Local media reports indicate they made off with PEN3,000 (US$784.80) and some valuables from employees and patrons. However, they missed the big payday, as they either didn’t know about — or didn’t go after — the money the facility kept in a vault.
The local Criminal Investigation Department is on the case, but tracking down the assailants won’t be easy. There are few leads and Peruvian police departments everywhere are dedicating their resources to the protests and riots taking place.
Still, after what happened, the residents of the area demanded a declaration of emergency. They want a larger police force and a bigger permanent budget to keep the city from being overrun by criminals.
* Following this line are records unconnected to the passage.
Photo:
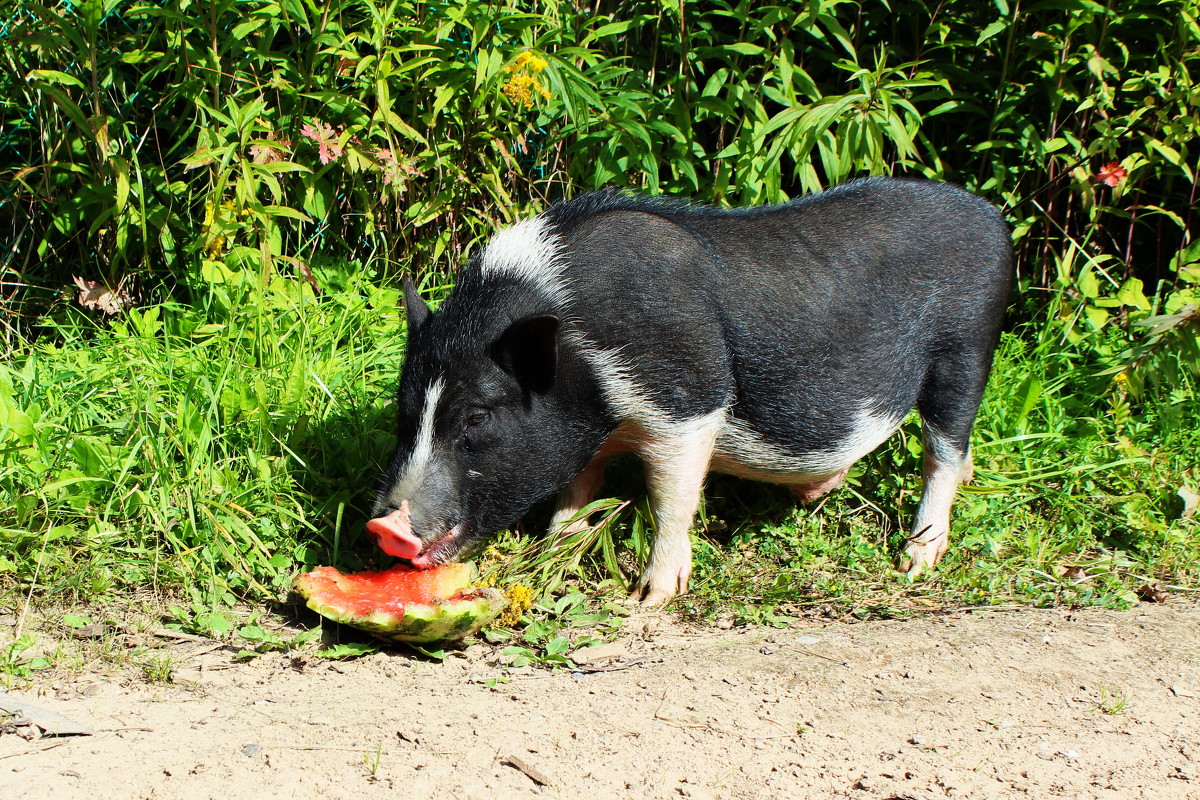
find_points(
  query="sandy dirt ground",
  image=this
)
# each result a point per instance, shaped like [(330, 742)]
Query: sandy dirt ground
[(985, 704)]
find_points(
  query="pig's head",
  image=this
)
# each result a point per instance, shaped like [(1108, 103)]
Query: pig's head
[(493, 416)]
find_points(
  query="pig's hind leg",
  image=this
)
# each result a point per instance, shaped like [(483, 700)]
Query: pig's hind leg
[(676, 465), (947, 403)]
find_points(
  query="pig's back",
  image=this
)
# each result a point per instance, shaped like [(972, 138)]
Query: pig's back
[(803, 319)]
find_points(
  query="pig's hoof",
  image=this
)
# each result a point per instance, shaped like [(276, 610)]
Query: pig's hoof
[(922, 555), (653, 591)]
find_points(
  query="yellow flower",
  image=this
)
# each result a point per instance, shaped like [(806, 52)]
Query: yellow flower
[(521, 86), (520, 601), (528, 59)]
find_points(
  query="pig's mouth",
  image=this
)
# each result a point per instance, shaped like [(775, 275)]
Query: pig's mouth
[(395, 536), (441, 549)]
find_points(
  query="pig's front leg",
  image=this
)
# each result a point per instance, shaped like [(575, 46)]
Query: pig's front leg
[(580, 492), (676, 467)]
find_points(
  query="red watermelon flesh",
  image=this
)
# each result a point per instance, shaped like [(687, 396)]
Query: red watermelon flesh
[(403, 603)]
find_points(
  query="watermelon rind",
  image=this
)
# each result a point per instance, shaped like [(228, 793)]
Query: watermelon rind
[(442, 620)]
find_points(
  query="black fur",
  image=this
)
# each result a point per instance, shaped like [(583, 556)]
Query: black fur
[(883, 294)]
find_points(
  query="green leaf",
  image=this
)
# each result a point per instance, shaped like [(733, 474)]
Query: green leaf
[(1131, 294), (54, 76), (991, 30), (347, 650)]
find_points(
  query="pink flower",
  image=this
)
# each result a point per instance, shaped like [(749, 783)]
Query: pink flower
[(1111, 173)]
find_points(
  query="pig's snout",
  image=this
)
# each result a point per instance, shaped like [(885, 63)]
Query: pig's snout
[(394, 534)]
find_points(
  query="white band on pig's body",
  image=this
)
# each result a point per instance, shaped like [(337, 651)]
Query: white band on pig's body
[(415, 468), (529, 250)]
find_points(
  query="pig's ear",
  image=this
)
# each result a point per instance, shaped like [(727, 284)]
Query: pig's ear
[(528, 350), (415, 310)]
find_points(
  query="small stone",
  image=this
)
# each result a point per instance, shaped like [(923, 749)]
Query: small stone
[(599, 653)]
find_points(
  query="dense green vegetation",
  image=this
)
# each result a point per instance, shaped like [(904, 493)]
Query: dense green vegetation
[(239, 184)]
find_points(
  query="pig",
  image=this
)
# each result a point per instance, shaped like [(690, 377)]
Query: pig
[(778, 343)]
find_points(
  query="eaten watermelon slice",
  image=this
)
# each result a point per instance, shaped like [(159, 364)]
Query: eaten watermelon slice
[(402, 603)]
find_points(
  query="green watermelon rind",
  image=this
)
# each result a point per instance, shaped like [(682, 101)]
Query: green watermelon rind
[(443, 620)]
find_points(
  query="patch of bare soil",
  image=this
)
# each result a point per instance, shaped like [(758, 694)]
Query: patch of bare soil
[(988, 704)]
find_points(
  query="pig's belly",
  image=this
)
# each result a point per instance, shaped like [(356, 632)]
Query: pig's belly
[(742, 451)]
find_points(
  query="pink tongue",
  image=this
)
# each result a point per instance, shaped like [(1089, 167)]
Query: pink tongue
[(394, 534)]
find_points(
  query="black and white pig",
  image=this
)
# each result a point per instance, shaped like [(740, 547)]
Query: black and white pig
[(780, 343)]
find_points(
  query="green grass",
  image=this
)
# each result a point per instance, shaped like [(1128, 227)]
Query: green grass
[(205, 455)]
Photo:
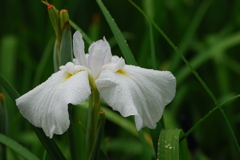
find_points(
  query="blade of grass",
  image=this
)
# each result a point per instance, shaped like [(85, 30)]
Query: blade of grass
[(208, 114), (127, 53), (190, 31), (194, 72), (153, 55), (3, 125), (42, 64), (168, 144), (85, 36), (17, 147), (221, 45), (49, 144)]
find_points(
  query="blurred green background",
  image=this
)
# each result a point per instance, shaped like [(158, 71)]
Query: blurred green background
[(205, 31)]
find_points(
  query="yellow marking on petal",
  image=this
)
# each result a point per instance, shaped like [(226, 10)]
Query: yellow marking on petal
[(120, 71), (68, 75)]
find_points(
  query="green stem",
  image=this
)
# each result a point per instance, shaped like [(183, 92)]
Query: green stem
[(92, 121)]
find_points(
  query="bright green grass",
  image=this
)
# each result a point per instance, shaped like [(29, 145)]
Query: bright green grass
[(198, 41)]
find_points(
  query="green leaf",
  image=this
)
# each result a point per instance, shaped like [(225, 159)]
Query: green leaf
[(66, 46), (17, 147), (183, 149), (127, 53), (168, 144), (3, 125), (85, 36), (52, 149)]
It doesn’t help that the criminal element receives assistance from those meant to keep it away. A few years ago, police busted 29 members of a local gang in Piura, eight of whom were police officers and three were lawyers.
Age of Unrest
The Peruvian economy registered an increase of 2.01% last October compared to the same month in 2021. This was a result of the increase in the sectors of transportation and storage, commerce, construction, hotels and restaurants, agriculture, mining and hydrocarbons, and other services, according to the country’s National Institute of Statistics and Informatics (INEI).
This figure is the highest since June when the gross domestic product was 3.51%. In July, it was 1.60%. August reported 1.74% and September had 1.66%.
October was the highlight of an otherwise tumultuous time in the country. Different groups of protesters have been taking to the streets in opposition to the new president of the Republic, Dina Boluarte, following the removal and imprisonment of former president Pedro Castillo.
The protests have been concentrated in the southern cities of Ica, Arequipa, Tacna, and Cuzco. There has also been unrest north of Lima, as well as inside the Peruvian capital.
Clashes between law enforcement and protesters against Boluarte’s government left 17 dead this Monday in Juliaca, in southern Peru, according to local media. The victims reportedly had “projectile impacts” on their bodies, explained an official from a local hospital.
The mayor of the city of Juliaca, Oscar Cáceres, calls what’s happening a “massacre” among Peruvians. He urged residents, as well as the rest of the country, to stop the killing and allow the country to solve its problems with intelligence.
With the new balance, the number of people killed during the anti-government demonstrations has risen to 40 in almost a month of protests.